McAllister: Obviously, by virtue of the Supremacy Clause of the U.S. Constitution, any conflicts are resolved in favor of federal power and against state constitutions. But the Supreme Court is, by nature, often likely to be more conservative in its approach to interpreting the U.S. Constitution because its decisions will create rules binding on the entire country. Also, several Supreme Court opinions have made clear that the U.S. Constitution only creates a floor of individual rights, not a ceiling, so that state supreme courts are free under their own state constitutions to recognize greater rights of privacy, free speech and protections against police abuses, for example.
Furthermore, many state constitutions have provisions that simply have no counterpart in the U.S. Constitution — e.g., right to privacy provisions or remedy by due course of law/open courts provisions — and thus create the possibility of state courts more readily recognizing rights that the Supreme Court may be reluctant to recognize.
Finally, state constitutions generally are much more easily amended than the U.S. Constitution, and thus state constitutions are more democratic than the U.S. Constitution and more responsive to changes in society than is probably true of the U.S. Constitution, for better or for worse.
Randy Holland: The federal constitution is one of enumerated powers. Any power not given to the federal government by the states is reserved to the states in the 10th Amendment. State constitutions are the means by which states exercise their residual sovereignty. They operate as structures of government and sources of individual rights that can be greater rights, never lesser, than are afforded by the United States Constitution.
Mauro: Why did you write the casebook? What is the gap you hope to fill?
Shaman: In a number of areas, state constitutional law is on the cutting edge, leading the way to new rights and liberties. Same-sex marriage is the most obvious example, but in a number of other areas, such as gender discrimination, the right of privacy, school funding, tort reform and criminal procedure, state constitutional law is leading the way. State constitutionalism is vibrant, exciting and responsive to the demands of contemporary society.
Sutton: It has always seemed strange to me that all law schools teach federal constitutional law but never teach the other half of the story — state constitutional law — a topic that is much in the news these days, that is vital to understanding all constitutional limits placed on state and local governments and that only lawyers specializing in being half-equipped to solve their clients’ problems can safely ignore. The course was not offered at my law school, Ohio State University, in the late 1980s, but Richard Cordray, the current Ohio attorney general and the state’s first solicitor general, started teaching the course at OSU in the early to mid-1990s. We taught the course together for a while, and I have now been teaching it for about 12 years.
Mauro: The Conference of Chief Justices in February passed a resolution urging law schools to offer courses on state constitutional law. Why do you think this is important?

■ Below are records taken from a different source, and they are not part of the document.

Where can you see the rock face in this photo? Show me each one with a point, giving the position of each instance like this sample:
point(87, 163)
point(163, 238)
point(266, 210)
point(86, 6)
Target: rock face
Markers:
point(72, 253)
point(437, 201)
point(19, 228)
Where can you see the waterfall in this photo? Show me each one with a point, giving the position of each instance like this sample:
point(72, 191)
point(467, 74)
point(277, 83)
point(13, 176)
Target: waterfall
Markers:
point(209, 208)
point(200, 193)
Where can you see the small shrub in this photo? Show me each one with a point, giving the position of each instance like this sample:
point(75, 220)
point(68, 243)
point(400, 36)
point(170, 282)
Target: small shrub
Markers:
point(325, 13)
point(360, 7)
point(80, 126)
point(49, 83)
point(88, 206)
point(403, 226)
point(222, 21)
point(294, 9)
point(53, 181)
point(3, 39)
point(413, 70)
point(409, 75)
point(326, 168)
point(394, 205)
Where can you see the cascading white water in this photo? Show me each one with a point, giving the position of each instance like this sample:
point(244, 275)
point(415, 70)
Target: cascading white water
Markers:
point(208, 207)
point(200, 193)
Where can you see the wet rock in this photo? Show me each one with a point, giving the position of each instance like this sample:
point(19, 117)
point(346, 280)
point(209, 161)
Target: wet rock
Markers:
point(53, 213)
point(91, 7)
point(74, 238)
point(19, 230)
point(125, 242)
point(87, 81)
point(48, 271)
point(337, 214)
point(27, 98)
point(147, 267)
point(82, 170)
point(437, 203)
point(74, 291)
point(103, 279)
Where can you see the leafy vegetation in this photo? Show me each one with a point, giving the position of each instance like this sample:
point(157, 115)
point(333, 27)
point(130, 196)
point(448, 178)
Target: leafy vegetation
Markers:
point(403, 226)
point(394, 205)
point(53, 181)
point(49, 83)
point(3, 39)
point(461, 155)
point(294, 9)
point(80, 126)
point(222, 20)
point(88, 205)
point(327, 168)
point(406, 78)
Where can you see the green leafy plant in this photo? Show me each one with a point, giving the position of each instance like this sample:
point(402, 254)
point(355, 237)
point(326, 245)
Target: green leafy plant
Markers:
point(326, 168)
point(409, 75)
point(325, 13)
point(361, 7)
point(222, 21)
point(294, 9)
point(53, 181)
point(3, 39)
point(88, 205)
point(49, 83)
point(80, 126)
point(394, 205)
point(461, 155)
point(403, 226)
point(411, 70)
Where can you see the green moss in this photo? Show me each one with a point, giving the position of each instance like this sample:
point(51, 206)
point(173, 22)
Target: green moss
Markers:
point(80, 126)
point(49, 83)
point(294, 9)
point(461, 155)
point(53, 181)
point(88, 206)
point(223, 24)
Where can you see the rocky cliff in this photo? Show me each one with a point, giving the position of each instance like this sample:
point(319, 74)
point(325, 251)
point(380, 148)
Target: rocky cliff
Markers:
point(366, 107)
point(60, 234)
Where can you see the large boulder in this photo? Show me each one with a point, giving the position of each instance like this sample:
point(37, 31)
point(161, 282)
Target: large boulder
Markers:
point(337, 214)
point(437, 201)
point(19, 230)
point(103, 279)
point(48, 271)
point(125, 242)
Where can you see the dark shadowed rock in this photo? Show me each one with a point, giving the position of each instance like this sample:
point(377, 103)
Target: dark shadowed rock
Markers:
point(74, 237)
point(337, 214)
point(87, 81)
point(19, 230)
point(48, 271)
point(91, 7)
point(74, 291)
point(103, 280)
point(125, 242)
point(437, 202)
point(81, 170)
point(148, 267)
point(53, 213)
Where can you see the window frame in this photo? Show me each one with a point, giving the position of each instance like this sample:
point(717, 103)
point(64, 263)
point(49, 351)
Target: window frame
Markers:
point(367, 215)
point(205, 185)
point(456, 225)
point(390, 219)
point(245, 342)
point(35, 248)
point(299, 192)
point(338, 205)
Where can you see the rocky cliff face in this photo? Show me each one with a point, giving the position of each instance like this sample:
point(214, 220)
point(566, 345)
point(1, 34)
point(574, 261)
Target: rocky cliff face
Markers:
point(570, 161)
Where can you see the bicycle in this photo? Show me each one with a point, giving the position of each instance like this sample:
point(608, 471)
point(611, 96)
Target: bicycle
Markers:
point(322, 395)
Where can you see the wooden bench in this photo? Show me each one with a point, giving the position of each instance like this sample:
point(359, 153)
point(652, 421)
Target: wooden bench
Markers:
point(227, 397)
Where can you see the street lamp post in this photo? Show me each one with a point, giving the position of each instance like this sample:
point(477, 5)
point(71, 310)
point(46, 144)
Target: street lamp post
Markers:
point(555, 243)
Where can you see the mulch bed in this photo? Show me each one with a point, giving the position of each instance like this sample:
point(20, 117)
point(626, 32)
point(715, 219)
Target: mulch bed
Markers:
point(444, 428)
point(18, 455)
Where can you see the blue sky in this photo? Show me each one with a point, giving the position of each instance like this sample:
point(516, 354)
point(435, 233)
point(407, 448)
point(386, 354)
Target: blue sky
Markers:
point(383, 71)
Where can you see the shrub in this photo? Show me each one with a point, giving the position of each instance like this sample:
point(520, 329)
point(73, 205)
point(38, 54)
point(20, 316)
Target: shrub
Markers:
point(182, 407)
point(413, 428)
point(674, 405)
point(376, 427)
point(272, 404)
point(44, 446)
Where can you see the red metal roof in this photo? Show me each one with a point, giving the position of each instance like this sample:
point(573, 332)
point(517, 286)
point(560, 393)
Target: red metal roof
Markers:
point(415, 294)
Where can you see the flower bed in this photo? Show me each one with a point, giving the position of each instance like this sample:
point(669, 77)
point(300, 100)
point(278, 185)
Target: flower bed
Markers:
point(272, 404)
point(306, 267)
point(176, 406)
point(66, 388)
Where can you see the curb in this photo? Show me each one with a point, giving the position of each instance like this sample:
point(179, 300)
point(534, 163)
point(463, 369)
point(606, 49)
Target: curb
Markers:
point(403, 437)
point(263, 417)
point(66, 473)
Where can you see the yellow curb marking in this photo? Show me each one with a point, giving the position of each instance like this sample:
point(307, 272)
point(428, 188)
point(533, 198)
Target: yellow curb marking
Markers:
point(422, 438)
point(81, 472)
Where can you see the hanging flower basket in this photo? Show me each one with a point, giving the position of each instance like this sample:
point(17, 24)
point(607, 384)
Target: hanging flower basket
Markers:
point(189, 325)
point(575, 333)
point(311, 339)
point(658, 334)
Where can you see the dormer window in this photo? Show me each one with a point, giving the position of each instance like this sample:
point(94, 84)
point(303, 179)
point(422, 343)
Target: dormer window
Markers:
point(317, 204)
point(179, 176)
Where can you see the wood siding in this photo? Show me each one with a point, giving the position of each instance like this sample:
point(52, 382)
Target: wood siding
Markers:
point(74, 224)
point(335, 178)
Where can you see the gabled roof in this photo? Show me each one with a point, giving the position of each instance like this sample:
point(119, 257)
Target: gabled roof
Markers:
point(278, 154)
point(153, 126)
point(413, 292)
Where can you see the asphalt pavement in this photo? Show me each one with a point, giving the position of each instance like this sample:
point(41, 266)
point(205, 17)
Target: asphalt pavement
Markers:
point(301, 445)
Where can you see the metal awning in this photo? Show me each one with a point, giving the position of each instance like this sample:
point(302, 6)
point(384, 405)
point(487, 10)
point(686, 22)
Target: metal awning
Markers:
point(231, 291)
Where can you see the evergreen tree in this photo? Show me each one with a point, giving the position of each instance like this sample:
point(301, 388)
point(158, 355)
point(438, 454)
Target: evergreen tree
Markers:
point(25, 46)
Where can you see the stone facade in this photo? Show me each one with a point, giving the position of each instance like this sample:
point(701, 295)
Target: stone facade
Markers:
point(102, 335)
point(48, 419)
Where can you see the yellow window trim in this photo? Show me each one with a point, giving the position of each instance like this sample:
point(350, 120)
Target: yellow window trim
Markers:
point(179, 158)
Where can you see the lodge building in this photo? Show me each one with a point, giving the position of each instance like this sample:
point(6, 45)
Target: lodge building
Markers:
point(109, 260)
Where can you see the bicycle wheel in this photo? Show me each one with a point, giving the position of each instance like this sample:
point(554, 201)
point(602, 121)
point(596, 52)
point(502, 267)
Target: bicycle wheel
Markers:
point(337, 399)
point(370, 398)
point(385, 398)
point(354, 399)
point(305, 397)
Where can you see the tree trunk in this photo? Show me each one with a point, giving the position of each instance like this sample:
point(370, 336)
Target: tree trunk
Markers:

Holland: It tells law schools that this is an important subject to teach to law students. State supreme court chief justices know that state constitutional arguments are frequently not raised and, when such claims are made, the presentations are not strong.

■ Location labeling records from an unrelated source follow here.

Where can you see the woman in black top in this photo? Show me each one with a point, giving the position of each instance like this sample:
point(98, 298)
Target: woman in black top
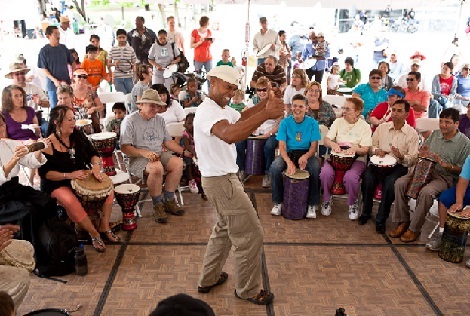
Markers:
point(69, 155)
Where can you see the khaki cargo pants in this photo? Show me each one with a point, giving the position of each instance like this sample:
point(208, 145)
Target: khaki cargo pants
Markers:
point(237, 225)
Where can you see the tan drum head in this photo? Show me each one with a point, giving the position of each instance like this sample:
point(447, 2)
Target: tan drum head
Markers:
point(299, 175)
point(90, 183)
point(126, 189)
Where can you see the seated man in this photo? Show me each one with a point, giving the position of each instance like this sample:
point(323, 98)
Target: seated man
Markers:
point(13, 280)
point(398, 139)
point(271, 70)
point(298, 138)
point(455, 200)
point(448, 148)
point(142, 135)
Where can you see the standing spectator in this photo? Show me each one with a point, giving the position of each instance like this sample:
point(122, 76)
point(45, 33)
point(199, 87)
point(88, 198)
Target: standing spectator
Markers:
point(444, 87)
point(284, 55)
point(123, 58)
point(53, 60)
point(263, 38)
point(173, 35)
point(316, 50)
point(201, 41)
point(141, 39)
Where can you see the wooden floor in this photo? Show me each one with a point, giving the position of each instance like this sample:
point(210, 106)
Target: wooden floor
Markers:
point(312, 266)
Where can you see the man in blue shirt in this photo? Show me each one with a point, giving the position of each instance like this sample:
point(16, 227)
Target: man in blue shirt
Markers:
point(319, 50)
point(455, 200)
point(298, 137)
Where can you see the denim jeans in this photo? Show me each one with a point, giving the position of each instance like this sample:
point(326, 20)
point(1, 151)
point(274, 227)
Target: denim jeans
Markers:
point(313, 168)
point(52, 98)
point(123, 85)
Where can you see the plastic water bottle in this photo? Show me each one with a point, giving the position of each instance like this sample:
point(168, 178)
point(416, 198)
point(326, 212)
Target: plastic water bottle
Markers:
point(81, 264)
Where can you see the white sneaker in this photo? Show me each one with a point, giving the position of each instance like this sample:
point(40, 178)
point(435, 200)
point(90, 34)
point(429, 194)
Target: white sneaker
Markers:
point(276, 211)
point(312, 211)
point(326, 208)
point(193, 186)
point(353, 211)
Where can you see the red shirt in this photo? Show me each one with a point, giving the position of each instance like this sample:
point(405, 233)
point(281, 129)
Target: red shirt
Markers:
point(382, 108)
point(446, 84)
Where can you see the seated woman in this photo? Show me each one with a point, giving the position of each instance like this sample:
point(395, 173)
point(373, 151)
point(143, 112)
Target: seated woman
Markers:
point(353, 132)
point(383, 111)
point(144, 73)
point(298, 138)
point(173, 111)
point(86, 100)
point(267, 130)
point(69, 155)
point(370, 92)
point(18, 116)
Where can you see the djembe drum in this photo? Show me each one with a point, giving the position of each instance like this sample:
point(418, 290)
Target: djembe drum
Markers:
point(454, 238)
point(383, 166)
point(296, 188)
point(254, 162)
point(105, 143)
point(127, 196)
point(92, 194)
point(422, 175)
point(341, 163)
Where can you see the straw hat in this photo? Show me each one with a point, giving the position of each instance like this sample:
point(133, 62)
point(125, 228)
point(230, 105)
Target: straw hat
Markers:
point(151, 96)
point(16, 67)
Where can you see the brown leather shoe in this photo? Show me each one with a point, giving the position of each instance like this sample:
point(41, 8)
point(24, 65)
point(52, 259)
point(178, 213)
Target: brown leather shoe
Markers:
point(400, 230)
point(409, 236)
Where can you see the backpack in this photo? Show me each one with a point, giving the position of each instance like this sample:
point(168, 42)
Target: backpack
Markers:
point(183, 65)
point(58, 241)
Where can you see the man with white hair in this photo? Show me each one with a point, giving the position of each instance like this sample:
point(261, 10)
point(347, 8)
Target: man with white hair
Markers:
point(217, 127)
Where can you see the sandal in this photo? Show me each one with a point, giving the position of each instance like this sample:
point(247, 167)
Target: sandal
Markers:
point(262, 298)
point(206, 289)
point(98, 244)
point(109, 236)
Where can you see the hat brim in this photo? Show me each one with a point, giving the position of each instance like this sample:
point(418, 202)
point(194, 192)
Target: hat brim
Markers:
point(150, 101)
point(10, 74)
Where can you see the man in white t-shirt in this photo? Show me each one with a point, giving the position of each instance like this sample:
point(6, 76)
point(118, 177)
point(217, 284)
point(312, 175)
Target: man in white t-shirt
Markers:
point(216, 129)
point(263, 38)
point(173, 35)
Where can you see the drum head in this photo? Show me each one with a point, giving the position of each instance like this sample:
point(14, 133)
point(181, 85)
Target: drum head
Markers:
point(103, 136)
point(83, 122)
point(169, 71)
point(299, 175)
point(90, 183)
point(264, 50)
point(49, 312)
point(126, 189)
point(386, 161)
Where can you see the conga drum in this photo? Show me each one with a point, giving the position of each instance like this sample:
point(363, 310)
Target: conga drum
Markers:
point(454, 237)
point(84, 125)
point(92, 194)
point(105, 143)
point(383, 165)
point(127, 196)
point(19, 253)
point(296, 188)
point(254, 161)
point(422, 175)
point(341, 163)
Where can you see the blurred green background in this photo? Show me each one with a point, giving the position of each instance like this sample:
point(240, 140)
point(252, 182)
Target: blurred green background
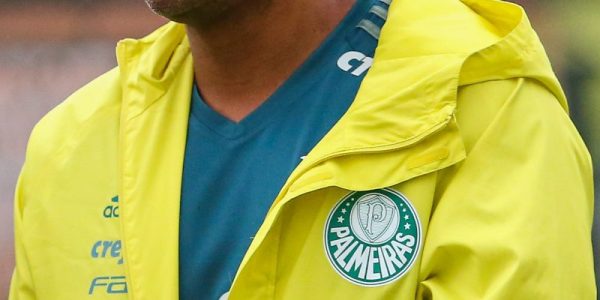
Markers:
point(49, 49)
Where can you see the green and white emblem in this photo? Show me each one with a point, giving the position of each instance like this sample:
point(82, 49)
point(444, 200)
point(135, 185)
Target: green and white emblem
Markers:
point(373, 237)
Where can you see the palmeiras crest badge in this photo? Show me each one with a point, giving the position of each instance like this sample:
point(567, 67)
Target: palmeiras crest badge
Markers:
point(373, 237)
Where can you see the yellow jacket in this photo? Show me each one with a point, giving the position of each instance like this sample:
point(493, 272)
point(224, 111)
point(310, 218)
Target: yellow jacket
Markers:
point(460, 120)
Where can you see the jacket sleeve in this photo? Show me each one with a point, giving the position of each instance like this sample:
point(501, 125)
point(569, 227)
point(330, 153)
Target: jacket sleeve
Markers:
point(513, 220)
point(21, 286)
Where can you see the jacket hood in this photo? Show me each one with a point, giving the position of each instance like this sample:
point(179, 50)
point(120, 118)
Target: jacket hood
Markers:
point(466, 42)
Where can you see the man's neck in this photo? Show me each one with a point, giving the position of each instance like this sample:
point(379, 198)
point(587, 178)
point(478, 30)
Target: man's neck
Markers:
point(242, 59)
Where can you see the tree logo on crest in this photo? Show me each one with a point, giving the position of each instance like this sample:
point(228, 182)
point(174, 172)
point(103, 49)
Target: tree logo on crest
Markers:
point(373, 237)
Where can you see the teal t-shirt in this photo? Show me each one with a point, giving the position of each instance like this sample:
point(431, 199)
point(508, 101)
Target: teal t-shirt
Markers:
point(233, 171)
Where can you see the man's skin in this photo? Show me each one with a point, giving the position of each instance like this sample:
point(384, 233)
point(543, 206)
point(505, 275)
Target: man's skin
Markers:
point(244, 50)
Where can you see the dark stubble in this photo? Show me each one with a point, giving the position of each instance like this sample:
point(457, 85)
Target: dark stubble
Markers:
point(194, 11)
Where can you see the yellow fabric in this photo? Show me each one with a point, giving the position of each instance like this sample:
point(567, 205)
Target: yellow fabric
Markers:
point(460, 112)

Sutton: While courts can perform effectively when the advocacy is average, the odds increase that they will perform effectively when the advocacy is excellent. I suspect that the state courts hope that, if more schools offer the course, more students will take it and more of them — when they become lawyers — will be able to present thoughtful arguments about the meaning of their state constitutions.
Shaman: There is a growing recognition that our constitutional system is a federal system that includes both federal and state constitutional law. It is important for students to study both sides of the federal constitutional equation to adequately understand constitutional law. And constitutional lawyers need to see both sides of the constitutional law to adequately represent their clients.

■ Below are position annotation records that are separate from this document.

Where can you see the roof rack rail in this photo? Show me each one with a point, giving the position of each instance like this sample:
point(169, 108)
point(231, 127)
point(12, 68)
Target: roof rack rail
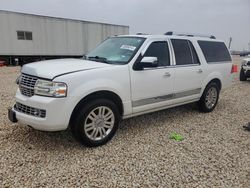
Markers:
point(189, 34)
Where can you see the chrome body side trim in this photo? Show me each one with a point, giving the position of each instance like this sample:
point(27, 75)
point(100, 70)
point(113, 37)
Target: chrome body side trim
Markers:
point(161, 108)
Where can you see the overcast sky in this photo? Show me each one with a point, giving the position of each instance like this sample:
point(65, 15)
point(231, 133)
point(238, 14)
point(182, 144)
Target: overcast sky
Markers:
point(222, 18)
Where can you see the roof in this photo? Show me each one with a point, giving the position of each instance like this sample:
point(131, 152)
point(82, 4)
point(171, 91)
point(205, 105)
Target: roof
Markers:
point(61, 18)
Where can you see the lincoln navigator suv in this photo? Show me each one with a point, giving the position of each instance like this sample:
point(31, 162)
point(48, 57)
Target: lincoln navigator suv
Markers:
point(123, 77)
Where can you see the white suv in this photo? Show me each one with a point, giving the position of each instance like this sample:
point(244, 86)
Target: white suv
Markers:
point(245, 69)
point(124, 76)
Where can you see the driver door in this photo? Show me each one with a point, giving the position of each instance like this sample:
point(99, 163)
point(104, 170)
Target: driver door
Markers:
point(153, 87)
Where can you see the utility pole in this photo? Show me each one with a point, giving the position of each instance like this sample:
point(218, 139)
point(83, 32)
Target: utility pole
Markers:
point(230, 42)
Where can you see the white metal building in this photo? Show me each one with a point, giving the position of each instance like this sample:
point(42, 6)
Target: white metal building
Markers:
point(26, 35)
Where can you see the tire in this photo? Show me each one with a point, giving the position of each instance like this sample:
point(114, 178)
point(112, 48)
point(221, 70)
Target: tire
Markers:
point(96, 122)
point(209, 98)
point(242, 75)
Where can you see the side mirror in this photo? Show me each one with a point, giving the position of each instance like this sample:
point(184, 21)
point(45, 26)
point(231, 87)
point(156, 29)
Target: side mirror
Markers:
point(149, 62)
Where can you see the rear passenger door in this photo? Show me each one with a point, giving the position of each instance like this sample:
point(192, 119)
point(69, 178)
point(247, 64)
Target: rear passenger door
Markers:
point(153, 87)
point(188, 71)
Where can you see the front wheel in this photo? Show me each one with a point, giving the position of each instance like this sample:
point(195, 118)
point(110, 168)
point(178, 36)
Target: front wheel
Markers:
point(209, 98)
point(96, 122)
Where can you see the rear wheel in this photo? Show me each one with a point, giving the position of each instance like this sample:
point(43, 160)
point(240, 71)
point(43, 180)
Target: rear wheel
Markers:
point(242, 75)
point(209, 98)
point(96, 122)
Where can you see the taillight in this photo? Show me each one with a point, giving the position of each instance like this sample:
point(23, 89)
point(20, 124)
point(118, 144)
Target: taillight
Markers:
point(234, 69)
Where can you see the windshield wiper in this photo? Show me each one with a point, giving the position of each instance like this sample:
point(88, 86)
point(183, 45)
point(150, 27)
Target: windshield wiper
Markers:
point(98, 58)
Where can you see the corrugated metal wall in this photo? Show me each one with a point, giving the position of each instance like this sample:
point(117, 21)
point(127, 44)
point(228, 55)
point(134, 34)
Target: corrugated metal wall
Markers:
point(52, 36)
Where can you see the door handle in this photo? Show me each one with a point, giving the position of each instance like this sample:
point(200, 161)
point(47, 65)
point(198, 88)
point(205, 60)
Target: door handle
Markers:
point(200, 71)
point(167, 74)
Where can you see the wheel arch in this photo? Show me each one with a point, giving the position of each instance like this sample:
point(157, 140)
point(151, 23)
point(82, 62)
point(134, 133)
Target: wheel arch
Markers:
point(217, 81)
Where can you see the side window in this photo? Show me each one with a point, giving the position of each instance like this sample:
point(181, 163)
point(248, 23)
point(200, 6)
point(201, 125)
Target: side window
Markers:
point(214, 51)
point(182, 50)
point(159, 50)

Mauro: It would seem obvious that state bar exams would test prospective lawyers on state constitutional knowledge, but I gather many bar exams don’t touch the subject. Is that your perception, and why do you think it is true?
Holland: Many states don’t have state constitutional law on their bar exam because the subject is too comprehensive. The bar exam tests for minimal competence and there is a feeling that this special area of the law can be learned after admission. Those attitudes are changing slowly.
Sutton: I don’t know. But it does seem useful to ask why lawyers must take an oath to support the state and federal constitutions, why a lawyer must know federal constitutional law to pass each state’s bar and yet why lawyers need not know anything about state constitutional law to pass most states’ bar exams.
McAllister: It appears that the vast majority of states do not test state constitutional law on their bar exams. That may be in part because of a perception that state courts typically follow federal constitutional law (e.g., on Fourth Amendment and criminal procedure questions) or that state constitutions have little independent vitality. In any event, the failure of law schools to teach state constitutional law is likely correlated strongly with the absence of the topic on state bar exams.
Shaman: For some years, federal constitutional law overshadowed state constitutional law. That has been steadily changing, however, and in many areas state constitutional law has come to the forefront. The bar exams are lagging behind by not addressing state constitutionalism.
Mauro: In the book, you state that many lawyers are unaware, when they are challenging a state or local action, that they have two choices: basing the challenge on the federal or state constitution. Can you elaborate on that? Aren’t there areas where, if there is an “adequate and independent” state ground on which to uphold a law, the federal courts won’t get involved?
Holland: It is true that any decision based on an independent and adequate state ground will not be reviewed by a federal court unless it is alleged that the state ground violates the United States Constitution. For example, an allegation that a state ban on same-sex marriage violates the federal equal protection clause.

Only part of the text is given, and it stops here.